As you can see, frivolous purchases such as food, beauty and fashion have much shorter and often dynamic expiration policies. On the other hand, serious purchases represented here by the automotive industry are usually much longer and tied to customer activity.
How to set loyalty points expiration with Voucherify?
With Voucherify, users can set a fixed expiration for loyalty points. It's an optional feature that can be activated for your loyalty program. Users can choose any number of months after which unredeemed points will be deleted.
For better control over the rewards program, users can choose to round up the points expiration date to a specified period after the earning activity. You can choose to round the period to the end of the year, month, quarter, half-year or a particular month).
With the above options, it is possible to define the following policies for your rewards program:
- Monthly basis – points will be removed at the end of each month.
- Quarterly basis – points will be removed at the end of March, June, September, and December.
- Half-year basis – points will be removed at the end of June and December.
- Annual basis – points will be removed at the end of the calendar year or at the end of any other particular month.
Anyone who has ever worked with dates and time zones knows about those pesky date nuances. So what about them? Not all months have the same number of days. Voucherify handles these cases by rounding down the expiration date to the last day of the month in which the points are due for expiration. In particular, for points accrued on the 29th, 30th or 31st day of the month, the expiration date is rounded down to the end of the month. So, for example, points accrued on 31/01/2021 with one month expiration period will expire on 28/02/2021.

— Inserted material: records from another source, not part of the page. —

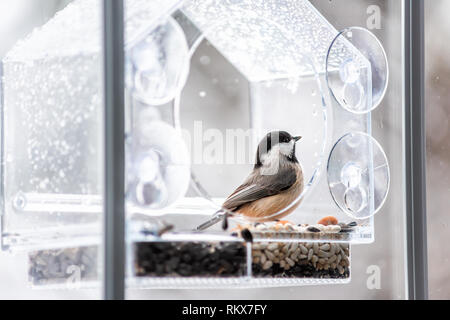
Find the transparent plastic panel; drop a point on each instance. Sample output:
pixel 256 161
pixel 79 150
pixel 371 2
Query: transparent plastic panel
pixel 358 175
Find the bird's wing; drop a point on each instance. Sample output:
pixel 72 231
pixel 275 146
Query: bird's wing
pixel 258 186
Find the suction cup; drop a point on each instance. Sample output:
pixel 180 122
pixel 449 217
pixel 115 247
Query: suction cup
pixel 158 167
pixel 357 70
pixel 358 175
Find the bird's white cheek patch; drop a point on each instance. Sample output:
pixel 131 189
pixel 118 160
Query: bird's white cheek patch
pixel 286 148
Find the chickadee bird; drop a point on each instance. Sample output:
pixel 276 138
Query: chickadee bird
pixel 275 182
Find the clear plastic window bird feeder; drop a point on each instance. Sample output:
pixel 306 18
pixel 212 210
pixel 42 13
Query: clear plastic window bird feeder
pixel 205 81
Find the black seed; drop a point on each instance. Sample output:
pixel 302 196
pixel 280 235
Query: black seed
pixel 247 235
pixel 313 229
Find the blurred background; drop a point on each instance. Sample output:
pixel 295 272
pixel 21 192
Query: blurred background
pixel 386 254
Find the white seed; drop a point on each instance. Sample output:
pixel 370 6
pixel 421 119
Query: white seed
pixel 256 253
pixel 263 259
pixel 316 247
pixel 293 247
pixel 340 269
pixel 269 255
pixel 333 249
pixel 303 249
pixel 323 254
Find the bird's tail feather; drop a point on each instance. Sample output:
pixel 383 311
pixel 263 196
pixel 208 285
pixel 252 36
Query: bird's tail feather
pixel 218 217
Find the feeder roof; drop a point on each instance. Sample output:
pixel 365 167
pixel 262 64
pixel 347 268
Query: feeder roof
pixel 267 39
pixel 77 29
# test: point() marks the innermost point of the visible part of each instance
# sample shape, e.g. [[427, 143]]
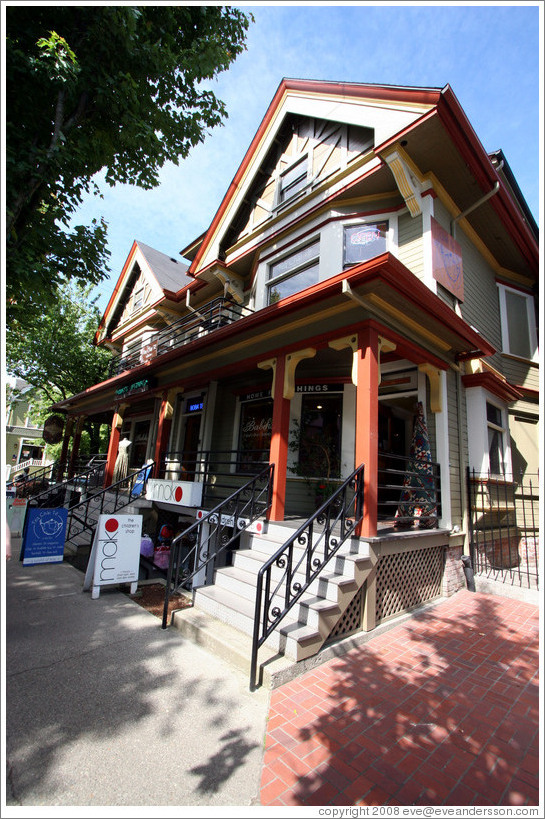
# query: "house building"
[[369, 258]]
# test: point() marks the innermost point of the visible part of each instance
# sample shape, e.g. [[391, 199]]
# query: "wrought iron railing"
[[211, 316], [196, 552], [220, 472], [302, 558], [408, 490], [504, 527], [83, 517], [81, 484]]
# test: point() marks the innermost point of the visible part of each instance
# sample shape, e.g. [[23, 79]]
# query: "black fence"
[[504, 527]]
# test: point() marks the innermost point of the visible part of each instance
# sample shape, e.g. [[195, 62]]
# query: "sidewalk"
[[441, 710], [106, 708]]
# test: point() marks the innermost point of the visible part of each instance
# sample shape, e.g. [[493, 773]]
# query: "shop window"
[[519, 334], [363, 242], [294, 273], [293, 179], [254, 434], [319, 438]]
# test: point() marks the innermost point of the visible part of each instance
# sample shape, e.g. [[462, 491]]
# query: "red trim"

Expiration periods can be tracked on multiple levels via the Dashboard and API. For instance, upcoming expirations are listed in the customer profile. They can also be quickly exported in the CSV file and transferred to appropriate data analytics tools.
With the Voucherify approach to points expiration, you get the best of both worlds – the Finances team will be satisfied with better tracking and program control, and customers will have transparency on when a particular set of points expires. As each earning activity can happen at a different time, Voucherify differentiates between those – the expiration period is set per individual set of points coming from a specific earning activity without wiping clean the total customer balance. To make points redemption simple, Voucherify also introduced a redemption mechanism that will always use the soon-to-expire points first.
Learn more: How to build a loyalty program with Voucherify?
Learn more: Explore Voucherify's Open Source Loyalty Accelerator
Summary
What's the verdict then? Should loyalty points expire or not? There are pros and cons to both sides of the argument. Ultimately, it comes down to what you as a business want to achieve with your customer loyalty program and your overall marketing strategy. If you're looking for better liability management and more control over your program, then expiration may be a good option for you. However, if you're concerned about breaking customer experience and putting people off joining your rewards program, then maybe expiration isn't the best route. The next step is to analyze what other brands in your sphere are doing and test different approaches in a specific market and audience. Either way, you can use Voucherify loyalty software to set up the expiration policy that works best for you and your business strategy.